La Junta Militar negó a Carmen Paz, a Isabel y a Beatriz el salvoconducto para que pudieran acompañar a su madre esa mañana atroz. Junto a Hortensia Bussi estuvieron su cuñada, la exdiputada Laura Allende; el comandante Sánchez, edecán del presidente, y dos sobrinos políticos. Laura Allende moriría poco después en La Habana. Avanzado el cáncer, Pinochet denegó la asistencia médica que ella solicitaba y que por ese tiempo la mantenía en pie.

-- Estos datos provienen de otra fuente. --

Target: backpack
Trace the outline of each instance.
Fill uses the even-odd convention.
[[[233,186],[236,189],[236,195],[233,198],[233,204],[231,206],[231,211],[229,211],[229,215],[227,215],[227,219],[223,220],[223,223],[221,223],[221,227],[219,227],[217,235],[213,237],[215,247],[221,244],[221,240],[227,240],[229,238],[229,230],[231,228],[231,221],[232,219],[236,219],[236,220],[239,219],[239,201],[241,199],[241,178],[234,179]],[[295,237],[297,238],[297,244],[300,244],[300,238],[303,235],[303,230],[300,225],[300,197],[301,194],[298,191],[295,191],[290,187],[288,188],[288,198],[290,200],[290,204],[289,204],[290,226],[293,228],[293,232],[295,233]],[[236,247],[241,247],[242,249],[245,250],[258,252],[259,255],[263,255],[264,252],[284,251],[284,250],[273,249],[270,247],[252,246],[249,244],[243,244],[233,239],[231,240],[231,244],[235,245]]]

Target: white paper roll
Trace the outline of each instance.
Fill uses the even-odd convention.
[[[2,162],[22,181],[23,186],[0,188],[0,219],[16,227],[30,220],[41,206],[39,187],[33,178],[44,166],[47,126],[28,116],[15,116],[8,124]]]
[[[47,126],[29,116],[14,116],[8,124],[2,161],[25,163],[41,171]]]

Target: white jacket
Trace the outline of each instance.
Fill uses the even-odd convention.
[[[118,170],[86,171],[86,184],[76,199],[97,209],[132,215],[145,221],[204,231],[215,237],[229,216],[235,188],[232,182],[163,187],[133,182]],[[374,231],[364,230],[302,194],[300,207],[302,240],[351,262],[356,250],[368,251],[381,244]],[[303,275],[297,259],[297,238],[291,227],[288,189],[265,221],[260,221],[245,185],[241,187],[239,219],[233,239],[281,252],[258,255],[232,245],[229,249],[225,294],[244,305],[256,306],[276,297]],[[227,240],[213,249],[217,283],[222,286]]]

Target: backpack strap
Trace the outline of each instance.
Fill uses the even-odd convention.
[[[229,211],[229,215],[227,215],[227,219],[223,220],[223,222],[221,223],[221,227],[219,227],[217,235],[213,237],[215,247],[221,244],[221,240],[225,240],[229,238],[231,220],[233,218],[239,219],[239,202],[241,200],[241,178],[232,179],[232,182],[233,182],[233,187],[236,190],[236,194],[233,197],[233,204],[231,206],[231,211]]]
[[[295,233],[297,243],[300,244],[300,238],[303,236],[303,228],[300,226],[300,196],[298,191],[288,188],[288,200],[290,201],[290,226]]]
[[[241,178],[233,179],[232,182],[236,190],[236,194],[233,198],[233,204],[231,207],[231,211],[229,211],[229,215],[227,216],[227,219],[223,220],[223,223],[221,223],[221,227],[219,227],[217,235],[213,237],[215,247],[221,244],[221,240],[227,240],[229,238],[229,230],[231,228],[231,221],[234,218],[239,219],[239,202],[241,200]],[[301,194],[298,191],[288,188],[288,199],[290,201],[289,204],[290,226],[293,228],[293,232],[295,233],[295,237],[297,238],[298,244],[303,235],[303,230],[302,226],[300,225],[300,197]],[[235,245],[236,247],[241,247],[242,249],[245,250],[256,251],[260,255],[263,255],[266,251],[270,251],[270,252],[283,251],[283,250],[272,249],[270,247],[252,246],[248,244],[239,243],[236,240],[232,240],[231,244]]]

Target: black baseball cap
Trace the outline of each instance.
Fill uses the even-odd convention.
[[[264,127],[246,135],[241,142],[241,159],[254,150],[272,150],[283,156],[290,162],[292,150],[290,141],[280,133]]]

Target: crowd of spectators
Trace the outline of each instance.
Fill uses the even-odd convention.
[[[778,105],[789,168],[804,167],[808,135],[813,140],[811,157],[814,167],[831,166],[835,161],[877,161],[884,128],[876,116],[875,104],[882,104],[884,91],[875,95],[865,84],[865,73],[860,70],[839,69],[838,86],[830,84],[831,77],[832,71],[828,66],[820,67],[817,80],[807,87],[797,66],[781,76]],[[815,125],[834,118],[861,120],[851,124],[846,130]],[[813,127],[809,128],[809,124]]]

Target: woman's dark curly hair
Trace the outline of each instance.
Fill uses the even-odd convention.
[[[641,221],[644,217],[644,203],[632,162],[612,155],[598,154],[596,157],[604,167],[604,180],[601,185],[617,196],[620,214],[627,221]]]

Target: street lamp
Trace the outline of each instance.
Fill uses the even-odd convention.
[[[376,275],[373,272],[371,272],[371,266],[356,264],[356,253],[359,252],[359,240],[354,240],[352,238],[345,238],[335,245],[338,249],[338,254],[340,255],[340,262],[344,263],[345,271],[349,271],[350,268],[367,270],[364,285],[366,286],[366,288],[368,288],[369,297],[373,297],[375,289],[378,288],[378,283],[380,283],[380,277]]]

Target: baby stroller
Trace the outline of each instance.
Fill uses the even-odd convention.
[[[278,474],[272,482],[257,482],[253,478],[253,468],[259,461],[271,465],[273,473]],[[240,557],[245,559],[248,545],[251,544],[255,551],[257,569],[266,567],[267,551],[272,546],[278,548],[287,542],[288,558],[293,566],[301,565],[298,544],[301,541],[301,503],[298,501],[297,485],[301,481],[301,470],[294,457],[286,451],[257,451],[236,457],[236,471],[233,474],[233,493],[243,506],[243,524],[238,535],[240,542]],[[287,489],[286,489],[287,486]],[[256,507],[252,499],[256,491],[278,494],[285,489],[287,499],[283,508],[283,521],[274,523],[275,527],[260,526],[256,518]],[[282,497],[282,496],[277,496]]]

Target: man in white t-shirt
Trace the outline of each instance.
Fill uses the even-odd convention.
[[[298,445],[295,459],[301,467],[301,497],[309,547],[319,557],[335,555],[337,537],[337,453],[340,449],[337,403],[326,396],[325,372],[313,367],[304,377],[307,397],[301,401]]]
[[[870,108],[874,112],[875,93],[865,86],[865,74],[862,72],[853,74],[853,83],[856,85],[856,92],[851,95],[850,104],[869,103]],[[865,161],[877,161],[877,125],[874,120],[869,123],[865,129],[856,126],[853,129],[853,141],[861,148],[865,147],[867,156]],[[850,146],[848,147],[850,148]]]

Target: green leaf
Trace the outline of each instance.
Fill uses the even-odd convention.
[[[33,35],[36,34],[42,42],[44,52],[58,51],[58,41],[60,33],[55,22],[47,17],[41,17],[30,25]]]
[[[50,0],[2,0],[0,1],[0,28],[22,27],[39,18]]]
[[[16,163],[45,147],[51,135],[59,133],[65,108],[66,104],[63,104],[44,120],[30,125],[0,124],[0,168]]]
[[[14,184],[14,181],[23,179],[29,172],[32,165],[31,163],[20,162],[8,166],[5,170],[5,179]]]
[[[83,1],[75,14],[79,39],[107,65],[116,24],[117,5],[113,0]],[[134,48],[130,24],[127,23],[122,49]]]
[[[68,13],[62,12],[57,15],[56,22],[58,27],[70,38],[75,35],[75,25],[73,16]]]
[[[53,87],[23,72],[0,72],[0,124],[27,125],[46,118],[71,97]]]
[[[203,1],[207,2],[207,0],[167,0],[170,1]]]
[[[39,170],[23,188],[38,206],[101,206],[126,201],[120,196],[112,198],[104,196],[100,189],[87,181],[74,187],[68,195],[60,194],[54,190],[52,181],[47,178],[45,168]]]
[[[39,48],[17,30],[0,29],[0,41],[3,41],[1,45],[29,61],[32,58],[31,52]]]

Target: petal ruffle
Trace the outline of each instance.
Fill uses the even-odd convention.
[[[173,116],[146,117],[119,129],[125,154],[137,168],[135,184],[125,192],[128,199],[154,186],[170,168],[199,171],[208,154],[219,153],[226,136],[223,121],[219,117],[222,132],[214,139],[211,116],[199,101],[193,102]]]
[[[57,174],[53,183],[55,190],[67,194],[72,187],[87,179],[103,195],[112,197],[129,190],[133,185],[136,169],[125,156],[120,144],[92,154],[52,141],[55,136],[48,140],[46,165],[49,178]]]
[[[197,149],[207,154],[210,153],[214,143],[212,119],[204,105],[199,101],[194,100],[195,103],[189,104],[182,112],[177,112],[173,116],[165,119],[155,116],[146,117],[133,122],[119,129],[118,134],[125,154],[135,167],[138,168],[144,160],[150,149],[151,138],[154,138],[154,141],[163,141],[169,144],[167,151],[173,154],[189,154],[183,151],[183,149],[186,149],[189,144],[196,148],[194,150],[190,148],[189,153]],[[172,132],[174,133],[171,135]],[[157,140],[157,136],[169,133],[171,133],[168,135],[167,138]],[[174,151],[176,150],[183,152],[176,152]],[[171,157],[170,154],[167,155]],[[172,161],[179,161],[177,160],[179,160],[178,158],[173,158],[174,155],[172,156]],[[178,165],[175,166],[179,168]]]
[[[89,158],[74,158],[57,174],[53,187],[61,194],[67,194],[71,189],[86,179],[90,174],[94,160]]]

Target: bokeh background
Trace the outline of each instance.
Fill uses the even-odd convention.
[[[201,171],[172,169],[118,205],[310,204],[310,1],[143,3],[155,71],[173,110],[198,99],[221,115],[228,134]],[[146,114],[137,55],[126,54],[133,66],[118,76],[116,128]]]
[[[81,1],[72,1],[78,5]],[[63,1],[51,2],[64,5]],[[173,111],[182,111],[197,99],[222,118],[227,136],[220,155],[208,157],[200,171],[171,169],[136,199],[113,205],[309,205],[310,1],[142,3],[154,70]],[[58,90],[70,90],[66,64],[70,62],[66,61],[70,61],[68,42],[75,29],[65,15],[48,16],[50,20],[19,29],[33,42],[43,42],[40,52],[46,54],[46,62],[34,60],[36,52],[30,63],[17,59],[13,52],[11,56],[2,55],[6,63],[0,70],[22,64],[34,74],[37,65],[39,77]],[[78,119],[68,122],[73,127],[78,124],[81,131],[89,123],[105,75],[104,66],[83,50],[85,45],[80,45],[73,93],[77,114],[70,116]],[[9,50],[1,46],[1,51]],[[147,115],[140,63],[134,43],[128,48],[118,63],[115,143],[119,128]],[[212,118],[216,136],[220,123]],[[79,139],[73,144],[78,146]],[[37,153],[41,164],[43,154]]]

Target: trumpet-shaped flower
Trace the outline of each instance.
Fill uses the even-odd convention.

Temprano el 12 de septiembre [recuerda la Tencha], fui notificada de que debía acudir al Hospital Militar, donde pensé que encontraría a Salvador herido de gravedad. Hasta ese momento no sabía de su muerte, pero al llegar al hospital recibí la orden de presentarme en el aeropuerto Los Cerrillos. Dentro de un avión Catalina, en el que viajaría, estaba el féretro, cerrado.
“El entierro fue secreto, vigilada por los militares como criminal. Sobre la tierra removida apenas pude dejar unas flores.
Veinte años después de su ascensión a la presidencia y a 17 años menos una semana de su muerte, los restos de Salvador Allende serían exhumados de Santa Inés e inhumados en el Cementerio General de Santiago. Así lo habían decidido Hortensia Bussi y sus hijas. No había motivo para someterse a la paranoia de Pinochet, enfrentado a un adversario que no acababa de matar. En el cementerio remoto el dictador mantenía sin identificación el sitio donde se encontraba el cadáver aborrecido.
A través del ministro del Interior, Enrique Krauss, Aylwin se apresuró a restar importancia a la ceremonia que preparaba la señora Allende, enlazadas la memoria y la continuidad de la vida. Dijo el vocero presidencial: “Se trata de un funeral sugerido por la familia, respecto del cual el gobierno otorga patrocinio oficial, pero no un funeral de Estado”.
Pinochet se había anticipado a Aylwin y Krauss: El acto cívico era, en rigor, un acto de provocación. Las fuerzas armadas no rendirían homenaje al expresidente.
Hortensia Bussi fue escueta: “Nos sentimos muy bien interpretados con el homenaje popular”. No reclamaba honores ni quería “causar molestias”.